Teachers rejects idea that schools focus on university above all other post-school paths

‘Parents pressurising pupils to go to university’

Teachers rejects idea that schools focus on university above all other post-school paths

Parents are more to blame than schools for pressurising pupils to go to university, a Scottish teachers’ organisation has said.

The Scottish Guidance Association's claims come in response to survey findings that many pupils who did not plan to go to university felt sidelined by schools.

The survey of nearly 900 young people was produced for a parliamentary report in May.

The association, which represents guidance teachers who deal with pastoral matters, has now stated: “We were very surprised by the suggestion that schools are putting undue pressure on pupils to apply for university."

The response comes in a submission to the Scottish Parliament’s Education and Skills Committee.

It adds: “All the teachers at our [June] meeting agreed that they take an individualised approach, as do all their colleagues, and a sustained positive destination that suits the pupil is what is sought.

"By contrast, there has often been a concern regarding pressure from parents, for pupils to go to university.”

The association believes that the pupils' perceptions may be skewed by the experience of the sixth, final year of secondary school, when “there is a high proportion of pupils who intend to apply to university…and a very specific process, with clear deadlines, and so it would be understandable that pupils feel the emphasis is disproportionate”.

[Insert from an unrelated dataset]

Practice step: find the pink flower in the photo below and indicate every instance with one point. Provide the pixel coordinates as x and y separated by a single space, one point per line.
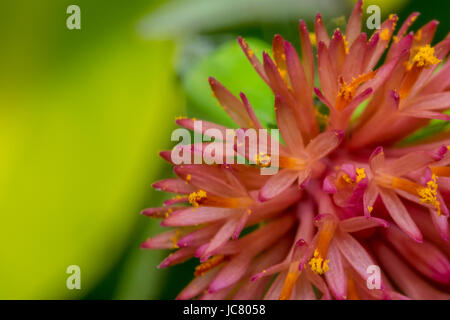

The association states: “A number of [sixth-year] pupils also apply to college, but as the application process is not so rigorous, and does not involve the teacher so directly, then this is not highlighted to the same extent.”

It adds: “It would be difficult to promote applications for jobs and apprenticeships in the same structured way, as there is not one body managing the situation, and jobs become available throughout the year.”

However, Connect – formerly the Scottish Parent Teacher Council – argues that, with “few exceptions”, schools have not embraced ways of broadening the curriculum, and instead continue to focus on university and the qualifications needed to get there as “the target next step”.

The “firm focus” on university is “unacceptable” and “leaves many young people feeling disengaged and disinterested in school and learning”, Connect wrote in its submission to the inquiry.

The submission said that too few schools have pursued an approach which “embraces school, college, training and volunteering in a holistic way, thus meeting the needs and aspirations of the widest possible range of youngsters”.

In particular, for pupils with additional support needs and who leave school at the first opportunity, Connect said “the system is self-evidently failing to deliver”.

Its submission added: “Parents report inadequate transition planning, few or limited choices beyond the well-trodden path to supported college courses which offer no prospect of employment in the future, and a feeling of being left to their own devices after school.

“We know the unemployment rates for young adults with disabilities is shockingly high, leaving them dependent on the state, living on low incomes and with their skills squandered.”

The next meeting of the Scottish Parliament’s Education and Skills Committee is on Wednesday, when it will question Sir Ian Wood, whose 2014 Education Working for All report called on schools to improve their offerings beyond traditional academic routes as part of what became the ambitious seven-year Developing the Young Workforce programme.